The vibrant indie-funk-pop band have since adopted a bio from Clash magazine which described them as “the poster boys for a new age” with “lyrics about love, heartache, getting pissed and politics”. Currently signed to the independent record label Modern Sky UK (The Blinders, The Slow Readers Club, Spinn) based in Liverpool, they have racked up an eclectic discography that has intrigued a vast amount of avid listeners.
They released their breakthrough bass-heavy singles ‘Goose’ and ‘Skank’ in 2014; the period in which Di Vuono said they truly began to find their sound. After working with producer Gavin Monaghan (JAWS, Editors, The Sherlocks), No Hot Ashes have refined their contemporary 70s and 80s-inspired tracks, full of eccentric melodies and tight funky rhythms.
Their debut EP Skint Kids Disco was released in March 2018, March 2018 and coincided with their huge sell out Manchester Academy 2 show. Gigslutz said of the release “A fitting ode to No Hot Ashes’ ability to be both incredibly cool and shamelessly fun, [it] has the ability to fill any dancefloor”. The title track as well as slower bop ‘Eight Till Late’ also became regular hits on Radio X and BBC Radio 6.
Last month, they released their debut album Hardship Starship, recorded at Liverpool’s Parr Street studios alongside the infamous Chris Taylor (Ian Brown, The Coral, Everything Everything). In this release, funk meets the extraterrestrial as every song is dowsed in space metaphors and references. It features firm fan favourite ‘Bellyaches’ (which was released as a single two years ago yet still manages to pack the same punch) as well as 10 new innovative tracks.
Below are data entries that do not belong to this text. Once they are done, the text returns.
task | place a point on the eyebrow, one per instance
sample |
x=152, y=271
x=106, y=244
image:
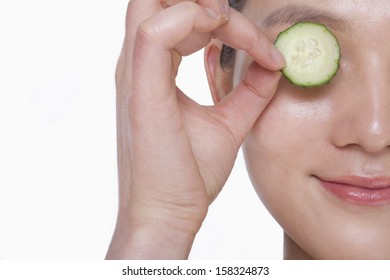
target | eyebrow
x=291, y=14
Themes vary from scathing political rages (‘Indecision/Intermission’) to a note to their mothers at home during time on the road, shining a light on touring life but encrypting it from the point of view of an astronaut (‘Sick’).
Born Music commented “Taking the leap from odd releases and EPs to that debut full length can be daunting, but No Hot Ashes look to have made this transition seamlessly. […] With enough style and substance to gain serious contemporary indie credibility, the sky truly is the limit.”
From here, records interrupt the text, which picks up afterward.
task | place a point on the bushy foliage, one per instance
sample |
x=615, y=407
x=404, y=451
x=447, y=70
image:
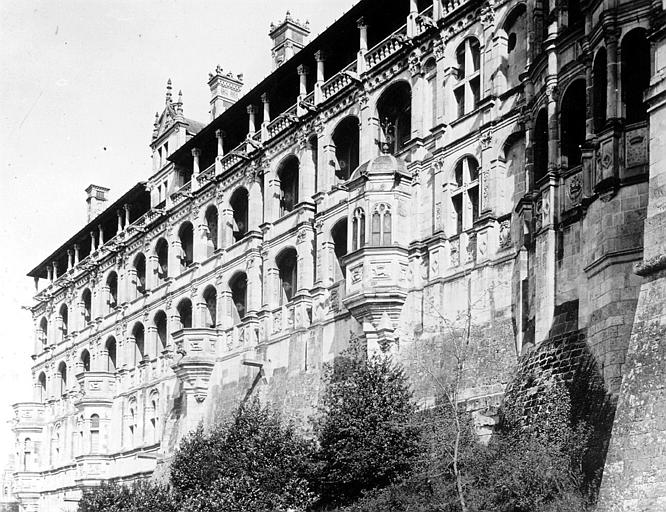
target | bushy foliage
x=140, y=497
x=366, y=433
x=254, y=462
RGM agreed, saying “You can’t help but be excited by what No Hot Ashes are doing, and Hardship Starship conveys something quite profound; it’s about looking at the world in the right light, and being optimistic at the same time as being realistic.”
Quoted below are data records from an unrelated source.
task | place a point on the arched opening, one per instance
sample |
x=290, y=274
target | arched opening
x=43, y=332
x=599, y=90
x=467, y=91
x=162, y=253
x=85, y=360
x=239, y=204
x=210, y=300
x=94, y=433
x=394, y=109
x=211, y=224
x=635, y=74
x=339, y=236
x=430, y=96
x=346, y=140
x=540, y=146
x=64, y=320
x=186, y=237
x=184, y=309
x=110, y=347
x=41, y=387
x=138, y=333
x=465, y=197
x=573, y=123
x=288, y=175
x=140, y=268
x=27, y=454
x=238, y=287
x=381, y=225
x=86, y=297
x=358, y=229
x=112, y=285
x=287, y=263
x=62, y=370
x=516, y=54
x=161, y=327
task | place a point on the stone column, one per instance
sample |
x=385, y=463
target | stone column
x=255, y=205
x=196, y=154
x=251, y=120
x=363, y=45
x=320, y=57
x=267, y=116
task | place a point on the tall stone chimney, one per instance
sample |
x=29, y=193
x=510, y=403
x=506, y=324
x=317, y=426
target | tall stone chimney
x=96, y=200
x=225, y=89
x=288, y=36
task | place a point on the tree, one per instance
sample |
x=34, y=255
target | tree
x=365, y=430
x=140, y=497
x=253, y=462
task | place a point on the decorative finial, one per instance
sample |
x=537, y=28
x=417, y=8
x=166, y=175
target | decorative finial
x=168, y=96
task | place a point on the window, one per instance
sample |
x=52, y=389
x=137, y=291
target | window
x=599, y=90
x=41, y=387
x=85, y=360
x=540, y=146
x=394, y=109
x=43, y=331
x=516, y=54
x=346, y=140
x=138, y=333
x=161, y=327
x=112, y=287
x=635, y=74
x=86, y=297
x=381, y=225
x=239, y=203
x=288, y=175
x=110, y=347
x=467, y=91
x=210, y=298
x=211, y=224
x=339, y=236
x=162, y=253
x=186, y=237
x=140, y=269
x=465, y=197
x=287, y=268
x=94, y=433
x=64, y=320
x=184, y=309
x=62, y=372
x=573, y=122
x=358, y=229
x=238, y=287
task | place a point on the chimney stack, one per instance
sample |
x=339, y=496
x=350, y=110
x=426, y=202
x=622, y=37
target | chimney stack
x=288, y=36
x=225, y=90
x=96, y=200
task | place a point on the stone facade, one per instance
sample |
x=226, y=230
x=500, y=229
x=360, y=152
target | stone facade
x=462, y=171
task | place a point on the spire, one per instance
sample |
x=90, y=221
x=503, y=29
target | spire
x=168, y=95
No Hot Ashes have a supported many reputable bands on tour including Spring King, Blossoms and The Amazons, as well as having played major festivals such as Reading and Leeds, Y Not, Neighbourhood and Tramlines. Where their music gives more of a pop feel, their live shows allow for their underlying punk image to come through as their rowdy sets are not ones to be easily forgotten.